People living in displacement sites, border communities and conflict-affected areas face heightened vulnerability due to limited access to healthcare, clean water and other essential services, increasing the risk of undetected transmission.
IOM is supporting governments and partners in DRC, Uganda and neighbouring countries by strengthening border health operations, population mobility mapping, disease surveillance, risk communication and community engagement in high-mobility areas.
Understanding where, why and how people move remains critical to preventing further spread. Public health measures must be informed by mobility patterns and coordinated across borders to ensure effective containment while avoiding unintended consequences that push movement out of sight.
Significant funding gaps continue to constrain the scale and speed of response efforts, including preparedness activities across the region.
IOM welcomes the swift financial contribution from the United States, which is helping to strengthen frontline response efforts and save lives.
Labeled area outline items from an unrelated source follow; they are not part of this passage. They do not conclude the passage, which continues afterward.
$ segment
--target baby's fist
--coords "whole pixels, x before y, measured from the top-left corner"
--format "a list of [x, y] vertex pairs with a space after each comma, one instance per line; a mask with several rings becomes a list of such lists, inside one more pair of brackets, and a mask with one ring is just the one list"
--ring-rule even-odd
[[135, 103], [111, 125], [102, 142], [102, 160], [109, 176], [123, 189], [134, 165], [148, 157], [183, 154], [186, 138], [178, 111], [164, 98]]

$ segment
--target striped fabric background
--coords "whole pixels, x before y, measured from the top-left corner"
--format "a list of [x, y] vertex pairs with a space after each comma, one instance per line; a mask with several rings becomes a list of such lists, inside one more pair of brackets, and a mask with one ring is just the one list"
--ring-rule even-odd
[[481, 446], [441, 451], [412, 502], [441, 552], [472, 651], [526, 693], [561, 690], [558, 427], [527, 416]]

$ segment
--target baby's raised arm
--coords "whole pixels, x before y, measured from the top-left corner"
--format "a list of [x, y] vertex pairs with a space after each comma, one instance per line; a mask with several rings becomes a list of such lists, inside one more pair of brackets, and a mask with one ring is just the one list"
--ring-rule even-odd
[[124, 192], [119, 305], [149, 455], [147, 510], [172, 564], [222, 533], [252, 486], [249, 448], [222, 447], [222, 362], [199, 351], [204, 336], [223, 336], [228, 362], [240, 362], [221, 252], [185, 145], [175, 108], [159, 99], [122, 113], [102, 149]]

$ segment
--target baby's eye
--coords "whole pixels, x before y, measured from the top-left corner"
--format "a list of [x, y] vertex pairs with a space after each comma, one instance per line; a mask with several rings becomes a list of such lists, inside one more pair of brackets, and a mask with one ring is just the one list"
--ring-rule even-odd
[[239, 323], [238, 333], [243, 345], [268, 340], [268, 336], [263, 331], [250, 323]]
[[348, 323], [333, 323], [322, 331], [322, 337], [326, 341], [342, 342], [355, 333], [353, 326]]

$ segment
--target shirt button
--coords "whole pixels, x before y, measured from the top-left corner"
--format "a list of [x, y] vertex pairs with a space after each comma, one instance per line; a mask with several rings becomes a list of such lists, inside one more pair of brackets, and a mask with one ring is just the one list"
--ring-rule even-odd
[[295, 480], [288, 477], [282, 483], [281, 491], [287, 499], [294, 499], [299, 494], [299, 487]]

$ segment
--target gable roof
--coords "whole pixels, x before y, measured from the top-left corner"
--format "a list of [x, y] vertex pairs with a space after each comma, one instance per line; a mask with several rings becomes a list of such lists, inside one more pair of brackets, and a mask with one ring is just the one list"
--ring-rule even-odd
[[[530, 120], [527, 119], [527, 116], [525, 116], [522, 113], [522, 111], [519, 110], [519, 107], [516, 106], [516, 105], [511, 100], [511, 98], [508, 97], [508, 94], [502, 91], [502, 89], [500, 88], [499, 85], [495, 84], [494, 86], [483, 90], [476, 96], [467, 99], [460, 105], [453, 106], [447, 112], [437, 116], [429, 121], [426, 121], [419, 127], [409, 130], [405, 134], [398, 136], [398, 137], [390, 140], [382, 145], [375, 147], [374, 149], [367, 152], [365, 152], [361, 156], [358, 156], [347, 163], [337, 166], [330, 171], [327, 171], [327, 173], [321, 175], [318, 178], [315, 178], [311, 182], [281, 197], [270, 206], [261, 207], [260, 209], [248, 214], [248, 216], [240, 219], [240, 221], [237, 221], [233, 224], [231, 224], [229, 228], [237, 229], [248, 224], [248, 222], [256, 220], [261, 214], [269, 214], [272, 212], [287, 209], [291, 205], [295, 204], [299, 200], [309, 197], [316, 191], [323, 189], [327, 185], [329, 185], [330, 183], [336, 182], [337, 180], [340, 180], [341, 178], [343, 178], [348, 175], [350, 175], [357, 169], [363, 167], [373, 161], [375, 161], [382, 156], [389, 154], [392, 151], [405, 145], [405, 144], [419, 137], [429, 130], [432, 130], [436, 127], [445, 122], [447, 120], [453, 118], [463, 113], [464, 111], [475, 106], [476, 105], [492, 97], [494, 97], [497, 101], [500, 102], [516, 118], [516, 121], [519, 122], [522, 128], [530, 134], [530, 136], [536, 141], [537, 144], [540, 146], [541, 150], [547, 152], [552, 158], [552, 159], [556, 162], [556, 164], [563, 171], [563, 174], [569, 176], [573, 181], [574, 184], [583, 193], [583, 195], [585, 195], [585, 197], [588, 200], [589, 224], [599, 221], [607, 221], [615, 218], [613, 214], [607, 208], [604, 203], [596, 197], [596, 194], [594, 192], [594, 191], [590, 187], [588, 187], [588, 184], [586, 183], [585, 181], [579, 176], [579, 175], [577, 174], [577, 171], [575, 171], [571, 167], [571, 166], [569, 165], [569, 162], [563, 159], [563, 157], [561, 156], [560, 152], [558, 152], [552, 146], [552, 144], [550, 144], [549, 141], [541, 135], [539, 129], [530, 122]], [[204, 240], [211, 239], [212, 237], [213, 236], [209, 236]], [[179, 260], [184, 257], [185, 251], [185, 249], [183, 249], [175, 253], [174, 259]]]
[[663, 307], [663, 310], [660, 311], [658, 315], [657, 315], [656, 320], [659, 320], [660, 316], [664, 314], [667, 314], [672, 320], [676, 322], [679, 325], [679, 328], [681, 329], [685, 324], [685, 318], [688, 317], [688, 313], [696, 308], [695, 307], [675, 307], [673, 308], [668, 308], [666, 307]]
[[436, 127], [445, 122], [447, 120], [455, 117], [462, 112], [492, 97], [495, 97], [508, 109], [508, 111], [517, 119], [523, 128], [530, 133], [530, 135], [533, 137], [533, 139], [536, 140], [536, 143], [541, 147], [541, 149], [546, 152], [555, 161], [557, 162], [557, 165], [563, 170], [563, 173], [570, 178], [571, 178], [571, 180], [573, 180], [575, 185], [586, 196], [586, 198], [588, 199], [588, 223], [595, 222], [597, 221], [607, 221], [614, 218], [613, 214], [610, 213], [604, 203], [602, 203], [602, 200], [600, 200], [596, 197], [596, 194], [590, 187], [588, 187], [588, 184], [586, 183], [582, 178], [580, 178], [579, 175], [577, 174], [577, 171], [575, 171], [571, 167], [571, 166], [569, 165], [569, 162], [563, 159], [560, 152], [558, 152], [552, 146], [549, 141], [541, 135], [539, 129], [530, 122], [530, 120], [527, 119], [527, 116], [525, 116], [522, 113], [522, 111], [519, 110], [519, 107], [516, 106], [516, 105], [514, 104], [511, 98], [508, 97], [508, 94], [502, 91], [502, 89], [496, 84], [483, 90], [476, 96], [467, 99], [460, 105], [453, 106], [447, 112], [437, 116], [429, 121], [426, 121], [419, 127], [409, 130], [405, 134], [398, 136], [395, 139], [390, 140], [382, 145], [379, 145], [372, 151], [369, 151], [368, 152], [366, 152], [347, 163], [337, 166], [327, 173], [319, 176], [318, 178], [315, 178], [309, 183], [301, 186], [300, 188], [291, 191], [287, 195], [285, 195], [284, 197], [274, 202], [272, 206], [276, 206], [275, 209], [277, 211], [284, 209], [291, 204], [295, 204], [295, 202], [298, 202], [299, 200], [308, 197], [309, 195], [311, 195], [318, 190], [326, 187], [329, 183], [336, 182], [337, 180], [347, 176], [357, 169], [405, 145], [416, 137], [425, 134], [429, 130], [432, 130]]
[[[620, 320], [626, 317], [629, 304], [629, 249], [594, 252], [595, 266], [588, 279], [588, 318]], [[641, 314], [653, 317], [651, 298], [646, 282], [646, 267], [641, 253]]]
Close coordination with the African Union, Africa Centres for Disease Control and Prevention, WHO and United Nations partners remains essential to containing the outbreak.
While Ebola is a preventable and containable disease, additional resources are urgently needed to sustain surveillance systems, maintain border health operations, strengthen community-based prevention efforts and expand support in displacement settings.